Como toda(o) boa(bom) nerd, quando me interesso por um assunto, costumo ficar muitas horas, dias, semanas, meses ou até anos estudando sobre o assunto, por puro hobby.

É assim com a música, com meus gatos, com as séries de tv que gosto e com as histórias das minhas bandas preferidas de rock. E é assim também com a cozinha.

A gente (eu e a cozinha) não fomos lá muito amigas pela maior parte da minha vida, éramos uma montanha-russa de altos e baixos. Começamos a levantar as bandeiras brancas da paz quando eu tive um quadro acentuado de intolerância à lactose, de 2012 a 2016. A vida culinária não tinha manteiga, queijo, a maior parte dos doces de sobremesa e chocolates. E eu, tendo amigos veganos, já sabia que a cozinha não precisava ser sem graça, além de sem lactose. Então fui chegando de mansinho, fazendo um cortejo com receitas criativas aqui e ali. E assim a gente foi se aproximando. Hoje é só amor.

É interessante que os meus momentos de “baixa” na cozinha, aqueles dias que eu cozinhava sem vontade, eram os dias em que eu tava com emoções entaladas na goela. Oras, se eu já estava “cozinhando” algo dentro de mim é claro que o ato de cozinhar em si parecia dar trabalho dobrado — porque era isso mesmo.

A minha paz definitiva com os rangos maneiros começou a ter o seu caminho trilhado quando eu comecei a aprender a evaporar as emoções ao invés de cozinhá-las. A lidar com elas ao invés de guardá-las dentro de mim.

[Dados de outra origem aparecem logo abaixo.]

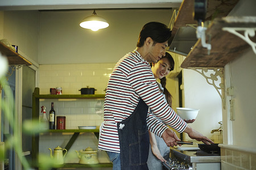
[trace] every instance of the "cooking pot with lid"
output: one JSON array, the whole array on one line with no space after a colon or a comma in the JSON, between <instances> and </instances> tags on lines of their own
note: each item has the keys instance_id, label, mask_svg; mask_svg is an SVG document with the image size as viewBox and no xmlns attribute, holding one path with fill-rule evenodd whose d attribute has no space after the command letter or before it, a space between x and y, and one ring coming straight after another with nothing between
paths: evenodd
<instances>
[{"instance_id":1,"label":"cooking pot with lid","mask_svg":"<svg viewBox=\"0 0 256 170\"><path fill-rule=\"evenodd\" d=\"M81 95L94 95L95 91L96 91L94 88L89 88L87 86L87 88L82 88L79 91L81 91Z\"/></svg>"}]
</instances>

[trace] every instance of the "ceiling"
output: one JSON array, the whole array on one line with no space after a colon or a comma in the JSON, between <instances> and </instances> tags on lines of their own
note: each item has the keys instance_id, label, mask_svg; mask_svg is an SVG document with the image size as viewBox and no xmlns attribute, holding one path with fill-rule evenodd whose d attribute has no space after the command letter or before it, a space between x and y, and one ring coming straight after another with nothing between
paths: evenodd
<instances>
[{"instance_id":1,"label":"ceiling","mask_svg":"<svg viewBox=\"0 0 256 170\"><path fill-rule=\"evenodd\" d=\"M179 8L183 0L0 0L0 10Z\"/></svg>"}]
</instances>

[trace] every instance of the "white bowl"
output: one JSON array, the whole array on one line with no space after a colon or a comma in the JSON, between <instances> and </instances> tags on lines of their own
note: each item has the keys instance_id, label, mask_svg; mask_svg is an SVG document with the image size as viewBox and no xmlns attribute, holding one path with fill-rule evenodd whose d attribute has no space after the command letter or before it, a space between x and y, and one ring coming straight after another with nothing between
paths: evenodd
<instances>
[{"instance_id":1,"label":"white bowl","mask_svg":"<svg viewBox=\"0 0 256 170\"><path fill-rule=\"evenodd\" d=\"M186 108L176 108L176 109L177 114L183 120L186 120L196 119L199 111L199 109Z\"/></svg>"}]
</instances>

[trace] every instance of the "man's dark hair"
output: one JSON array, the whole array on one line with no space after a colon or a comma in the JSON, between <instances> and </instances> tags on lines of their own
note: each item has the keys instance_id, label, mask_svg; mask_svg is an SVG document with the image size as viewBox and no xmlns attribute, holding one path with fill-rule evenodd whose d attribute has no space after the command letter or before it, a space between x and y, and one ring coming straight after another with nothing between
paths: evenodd
<instances>
[{"instance_id":1,"label":"man's dark hair","mask_svg":"<svg viewBox=\"0 0 256 170\"><path fill-rule=\"evenodd\" d=\"M141 31L137 47L141 47L147 37L151 37L154 43L162 43L169 40L172 31L167 26L159 22L150 22L146 24Z\"/></svg>"}]
</instances>

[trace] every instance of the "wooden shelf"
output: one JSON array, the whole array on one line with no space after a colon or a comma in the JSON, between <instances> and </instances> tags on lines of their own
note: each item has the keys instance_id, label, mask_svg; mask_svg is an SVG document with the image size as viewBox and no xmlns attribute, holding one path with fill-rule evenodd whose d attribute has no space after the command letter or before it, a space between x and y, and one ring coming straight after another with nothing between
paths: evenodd
<instances>
[{"instance_id":1,"label":"wooden shelf","mask_svg":"<svg viewBox=\"0 0 256 170\"><path fill-rule=\"evenodd\" d=\"M32 118L38 120L39 116L39 100L41 99L104 99L105 95L39 95L39 88L36 87L32 95ZM96 127L96 129L54 129L54 130L43 130L40 131L41 135L44 133L71 133L72 136L69 139L66 146L64 147L67 151L69 151L75 141L76 140L79 134L81 133L93 133L97 138L99 138L100 129L99 127ZM32 137L32 159L33 165L36 167L38 165L38 160L37 159L39 154L39 136L38 134L34 134ZM67 163L61 165L60 167L63 168L102 168L102 167L112 167L112 163L99 163L97 164L80 164L77 163ZM55 168L53 168L55 169Z\"/></svg>"},{"instance_id":2,"label":"wooden shelf","mask_svg":"<svg viewBox=\"0 0 256 170\"><path fill-rule=\"evenodd\" d=\"M112 167L112 163L102 163L97 164L80 164L75 163L67 163L63 164L63 168L109 168Z\"/></svg>"},{"instance_id":3,"label":"wooden shelf","mask_svg":"<svg viewBox=\"0 0 256 170\"><path fill-rule=\"evenodd\" d=\"M82 132L99 133L100 129L97 128L96 129L52 129L52 130L44 130L40 131L40 133L82 133Z\"/></svg>"},{"instance_id":4,"label":"wooden shelf","mask_svg":"<svg viewBox=\"0 0 256 170\"><path fill-rule=\"evenodd\" d=\"M39 88L35 88L33 96L35 99L104 99L105 94L102 95L39 95Z\"/></svg>"},{"instance_id":5,"label":"wooden shelf","mask_svg":"<svg viewBox=\"0 0 256 170\"><path fill-rule=\"evenodd\" d=\"M32 65L28 60L1 42L0 42L0 52L2 55L7 57L9 65L31 66Z\"/></svg>"},{"instance_id":6,"label":"wooden shelf","mask_svg":"<svg viewBox=\"0 0 256 170\"><path fill-rule=\"evenodd\" d=\"M199 40L182 63L182 68L224 67L226 64L236 58L250 46L249 44L222 28L255 28L256 18L253 17L226 17L214 19L206 31L210 36L212 45L210 54L203 48ZM243 31L241 31L243 35ZM251 38L256 41L256 36ZM209 43L209 36L207 36Z\"/></svg>"},{"instance_id":7,"label":"wooden shelf","mask_svg":"<svg viewBox=\"0 0 256 170\"><path fill-rule=\"evenodd\" d=\"M172 29L172 36L170 42L172 42L176 33L180 27L188 27L188 24L197 24L197 22L194 20L194 1L183 0L179 10L177 18ZM216 18L227 16L239 0L220 0L208 1L207 12L205 21L213 20ZM169 44L171 44L170 43Z\"/></svg>"}]
</instances>

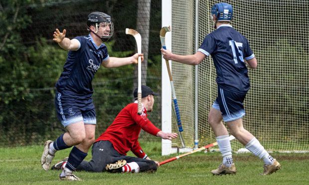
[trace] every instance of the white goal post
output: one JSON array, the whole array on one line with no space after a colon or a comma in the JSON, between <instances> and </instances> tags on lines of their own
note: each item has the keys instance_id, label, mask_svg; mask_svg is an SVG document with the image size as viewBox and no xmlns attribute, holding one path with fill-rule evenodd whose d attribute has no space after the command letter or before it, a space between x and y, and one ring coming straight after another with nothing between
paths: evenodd
<instances>
[{"instance_id":1,"label":"white goal post","mask_svg":"<svg viewBox=\"0 0 309 185\"><path fill-rule=\"evenodd\" d=\"M178 55L194 54L205 36L214 30L209 15L218 1L161 1L161 27L171 27L165 36L166 47ZM233 7L231 25L248 38L258 63L257 69L248 70L251 89L244 102L245 128L269 152L309 152L309 1L225 2ZM162 155L216 141L207 123L217 96L212 59L207 57L198 67L173 61L169 64L186 148L181 147L179 139L162 140ZM163 58L161 87L162 130L177 132ZM231 145L233 151L243 148L236 140Z\"/></svg>"}]
</instances>

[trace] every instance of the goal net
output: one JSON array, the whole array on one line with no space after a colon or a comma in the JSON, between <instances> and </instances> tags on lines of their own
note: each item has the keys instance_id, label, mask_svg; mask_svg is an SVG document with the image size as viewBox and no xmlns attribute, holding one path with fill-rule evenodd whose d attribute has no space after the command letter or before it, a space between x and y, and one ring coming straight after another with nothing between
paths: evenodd
<instances>
[{"instance_id":1,"label":"goal net","mask_svg":"<svg viewBox=\"0 0 309 185\"><path fill-rule=\"evenodd\" d=\"M249 41L258 68L249 69L251 89L244 105L244 127L269 151L309 151L309 2L308 0L226 0L233 7L232 25ZM192 54L214 30L210 9L217 0L171 0L171 50ZM163 16L162 16L163 17ZM195 34L195 19L198 33ZM172 75L186 146L194 147L194 66L171 62ZM199 147L216 141L207 122L217 96L216 75L211 58L198 66L197 115ZM162 79L163 80L163 79ZM171 111L172 111L171 110ZM172 131L177 132L175 119ZM233 150L244 146L234 140ZM180 140L172 147L181 147Z\"/></svg>"}]
</instances>

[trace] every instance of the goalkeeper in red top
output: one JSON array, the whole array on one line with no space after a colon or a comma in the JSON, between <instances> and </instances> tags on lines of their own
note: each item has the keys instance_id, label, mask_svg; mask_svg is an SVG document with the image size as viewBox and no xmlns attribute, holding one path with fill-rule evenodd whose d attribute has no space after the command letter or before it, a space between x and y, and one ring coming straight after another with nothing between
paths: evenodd
<instances>
[{"instance_id":1,"label":"goalkeeper in red top","mask_svg":"<svg viewBox=\"0 0 309 185\"><path fill-rule=\"evenodd\" d=\"M175 133L162 132L147 118L147 112L153 110L154 95L157 95L149 87L142 86L142 114L139 115L137 113L137 100L127 105L93 144L92 159L89 162L82 162L76 170L123 173L156 171L159 165L158 163L151 160L139 143L141 130L164 139L171 140L177 136ZM137 88L134 95L137 99ZM129 150L138 158L127 156ZM63 168L66 160L65 159L55 164L52 169L60 170Z\"/></svg>"}]
</instances>

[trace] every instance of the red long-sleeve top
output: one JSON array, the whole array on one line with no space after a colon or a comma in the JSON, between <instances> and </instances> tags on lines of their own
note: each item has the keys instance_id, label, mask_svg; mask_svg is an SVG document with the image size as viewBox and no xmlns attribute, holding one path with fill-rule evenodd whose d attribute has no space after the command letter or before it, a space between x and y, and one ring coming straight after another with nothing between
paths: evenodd
<instances>
[{"instance_id":1,"label":"red long-sleeve top","mask_svg":"<svg viewBox=\"0 0 309 185\"><path fill-rule=\"evenodd\" d=\"M141 129L156 136L160 131L147 118L147 110L142 104L142 114L138 114L138 103L130 103L117 115L110 125L95 142L109 141L120 154L127 155L131 150L138 157L147 157L140 143L139 135Z\"/></svg>"}]
</instances>

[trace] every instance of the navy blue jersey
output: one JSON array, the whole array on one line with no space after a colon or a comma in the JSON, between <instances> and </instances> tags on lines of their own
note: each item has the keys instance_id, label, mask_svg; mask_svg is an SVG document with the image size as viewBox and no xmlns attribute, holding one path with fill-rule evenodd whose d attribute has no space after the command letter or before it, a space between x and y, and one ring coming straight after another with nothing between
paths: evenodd
<instances>
[{"instance_id":1,"label":"navy blue jersey","mask_svg":"<svg viewBox=\"0 0 309 185\"><path fill-rule=\"evenodd\" d=\"M89 99L93 93L91 82L102 61L109 56L106 46L97 46L89 34L74 38L79 41L77 51L69 51L63 72L56 84L57 91L72 97Z\"/></svg>"},{"instance_id":2,"label":"navy blue jersey","mask_svg":"<svg viewBox=\"0 0 309 185\"><path fill-rule=\"evenodd\" d=\"M248 40L229 24L224 24L205 37L198 51L211 55L218 87L246 93L250 88L245 60L255 57Z\"/></svg>"}]
</instances>

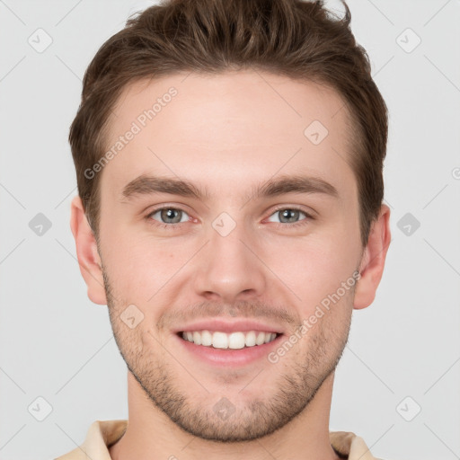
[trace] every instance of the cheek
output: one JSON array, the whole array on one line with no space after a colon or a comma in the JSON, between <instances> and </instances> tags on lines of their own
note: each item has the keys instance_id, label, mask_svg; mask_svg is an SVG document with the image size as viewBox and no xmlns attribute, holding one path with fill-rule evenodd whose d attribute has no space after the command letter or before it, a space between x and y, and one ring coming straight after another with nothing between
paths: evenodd
<instances>
[{"instance_id":1,"label":"cheek","mask_svg":"<svg viewBox=\"0 0 460 460\"><path fill-rule=\"evenodd\" d=\"M293 300L304 305L306 314L349 280L358 268L358 246L336 235L287 243L267 265L294 293Z\"/></svg>"}]
</instances>

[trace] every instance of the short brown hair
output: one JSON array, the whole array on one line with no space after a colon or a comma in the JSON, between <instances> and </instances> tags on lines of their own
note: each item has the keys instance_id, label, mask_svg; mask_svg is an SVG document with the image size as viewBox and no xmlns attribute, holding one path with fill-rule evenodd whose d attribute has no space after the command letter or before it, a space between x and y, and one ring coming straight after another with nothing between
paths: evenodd
<instances>
[{"instance_id":1,"label":"short brown hair","mask_svg":"<svg viewBox=\"0 0 460 460\"><path fill-rule=\"evenodd\" d=\"M111 111L131 83L182 71L258 69L336 90L354 125L349 154L363 246L383 200L387 110L365 49L322 0L171 0L128 20L89 65L69 134L78 193L96 236L100 176L85 171L103 155ZM306 128L306 127L305 127Z\"/></svg>"}]
</instances>

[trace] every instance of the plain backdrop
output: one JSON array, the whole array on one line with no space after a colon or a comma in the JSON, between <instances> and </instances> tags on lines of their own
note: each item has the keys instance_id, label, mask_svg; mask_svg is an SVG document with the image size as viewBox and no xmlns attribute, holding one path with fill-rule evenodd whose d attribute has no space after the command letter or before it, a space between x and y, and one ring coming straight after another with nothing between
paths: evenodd
<instances>
[{"instance_id":1,"label":"plain backdrop","mask_svg":"<svg viewBox=\"0 0 460 460\"><path fill-rule=\"evenodd\" d=\"M129 14L149 4L0 1L3 460L53 458L80 445L95 420L128 416L127 370L107 307L87 298L75 260L67 135L90 60ZM390 112L385 181L393 241L374 304L354 313L331 429L358 434L386 460L454 460L460 458L460 2L349 4Z\"/></svg>"}]
</instances>

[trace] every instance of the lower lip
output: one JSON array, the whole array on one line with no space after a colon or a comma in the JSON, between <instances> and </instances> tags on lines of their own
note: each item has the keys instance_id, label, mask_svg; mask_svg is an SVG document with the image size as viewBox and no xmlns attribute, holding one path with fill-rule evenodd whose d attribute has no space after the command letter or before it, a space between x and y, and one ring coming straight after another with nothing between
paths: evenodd
<instances>
[{"instance_id":1,"label":"lower lip","mask_svg":"<svg viewBox=\"0 0 460 460\"><path fill-rule=\"evenodd\" d=\"M279 346L282 334L268 343L261 345L255 345L253 347L246 347L239 349L215 349L213 347L205 347L203 345L197 345L191 341L186 341L175 334L177 340L193 356L196 356L201 360L204 360L214 366L220 366L222 367L241 367L248 364L252 364L257 360L267 358L269 353L276 347Z\"/></svg>"}]
</instances>

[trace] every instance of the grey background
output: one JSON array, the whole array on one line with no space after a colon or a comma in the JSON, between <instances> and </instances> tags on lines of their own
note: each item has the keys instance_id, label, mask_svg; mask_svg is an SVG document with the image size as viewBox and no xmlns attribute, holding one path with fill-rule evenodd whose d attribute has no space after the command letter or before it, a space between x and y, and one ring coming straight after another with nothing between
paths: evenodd
<instances>
[{"instance_id":1,"label":"grey background","mask_svg":"<svg viewBox=\"0 0 460 460\"><path fill-rule=\"evenodd\" d=\"M75 260L66 137L91 58L148 4L0 1L1 459L63 455L93 420L128 416L107 307L87 298ZM349 4L390 111L393 241L374 304L354 313L331 429L387 460L460 458L460 3ZM28 42L39 28L52 38L41 53Z\"/></svg>"}]
</instances>

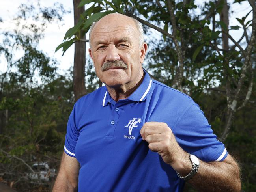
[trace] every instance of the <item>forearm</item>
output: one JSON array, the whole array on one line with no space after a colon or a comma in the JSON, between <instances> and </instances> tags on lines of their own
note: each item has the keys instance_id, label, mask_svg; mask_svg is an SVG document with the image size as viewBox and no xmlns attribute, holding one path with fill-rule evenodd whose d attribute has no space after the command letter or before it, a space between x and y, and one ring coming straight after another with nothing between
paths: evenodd
<instances>
[{"instance_id":1,"label":"forearm","mask_svg":"<svg viewBox=\"0 0 256 192\"><path fill-rule=\"evenodd\" d=\"M77 191L77 185L72 183L68 179L62 174L57 177L52 192L75 192Z\"/></svg>"},{"instance_id":2,"label":"forearm","mask_svg":"<svg viewBox=\"0 0 256 192\"><path fill-rule=\"evenodd\" d=\"M237 164L201 161L198 171L187 182L199 191L240 192L241 184Z\"/></svg>"}]
</instances>

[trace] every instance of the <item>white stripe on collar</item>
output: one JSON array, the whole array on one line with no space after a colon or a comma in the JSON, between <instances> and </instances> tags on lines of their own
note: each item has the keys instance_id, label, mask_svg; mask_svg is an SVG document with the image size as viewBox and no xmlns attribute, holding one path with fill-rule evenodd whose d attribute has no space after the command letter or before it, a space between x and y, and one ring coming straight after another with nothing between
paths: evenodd
<instances>
[{"instance_id":1,"label":"white stripe on collar","mask_svg":"<svg viewBox=\"0 0 256 192\"><path fill-rule=\"evenodd\" d=\"M106 97L107 96L107 91L105 93L105 96L104 96L104 98L103 99L103 101L102 102L102 106L104 106L105 105L105 100L106 100Z\"/></svg>"},{"instance_id":2,"label":"white stripe on collar","mask_svg":"<svg viewBox=\"0 0 256 192\"><path fill-rule=\"evenodd\" d=\"M68 150L67 150L67 147L66 147L66 146L64 145L64 149L66 151L67 153L68 154L70 154L72 155L73 155L73 156L75 156L75 153L73 153L72 152L71 152L69 151Z\"/></svg>"},{"instance_id":3,"label":"white stripe on collar","mask_svg":"<svg viewBox=\"0 0 256 192\"><path fill-rule=\"evenodd\" d=\"M145 97L146 96L146 95L148 93L148 91L149 91L149 89L150 89L150 88L151 87L151 85L152 84L152 79L150 79L150 82L149 83L149 84L148 85L148 89L147 89L147 90L146 90L146 91L144 93L144 95L143 95L143 96L140 98L140 101L141 101L143 100L143 99L144 99L144 97Z\"/></svg>"},{"instance_id":4,"label":"white stripe on collar","mask_svg":"<svg viewBox=\"0 0 256 192\"><path fill-rule=\"evenodd\" d=\"M221 159L222 159L222 158L224 157L225 156L225 155L226 153L227 153L227 149L225 149L224 151L222 153L221 155L219 157L219 158L218 158L218 159L216 160L215 161L220 161L220 160L221 160Z\"/></svg>"}]
</instances>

Quando eu aprendi a olhar pra dentro e reconhecer o que me incomoda, consigo fazer algo a respeito. Esse algo não é colocar a culpa no outro e jogar tudo na cara. É entender porque me sinto assim. Sou eu comigo.

Quando isso acontece, fico leve de novo. E paro de descontar a raiva na coitada da cozinha. Assisto uns 450 vídeos de receitas no Youtube e vou toda faceira começar os testes. Meu hobby e o dia estão salvos!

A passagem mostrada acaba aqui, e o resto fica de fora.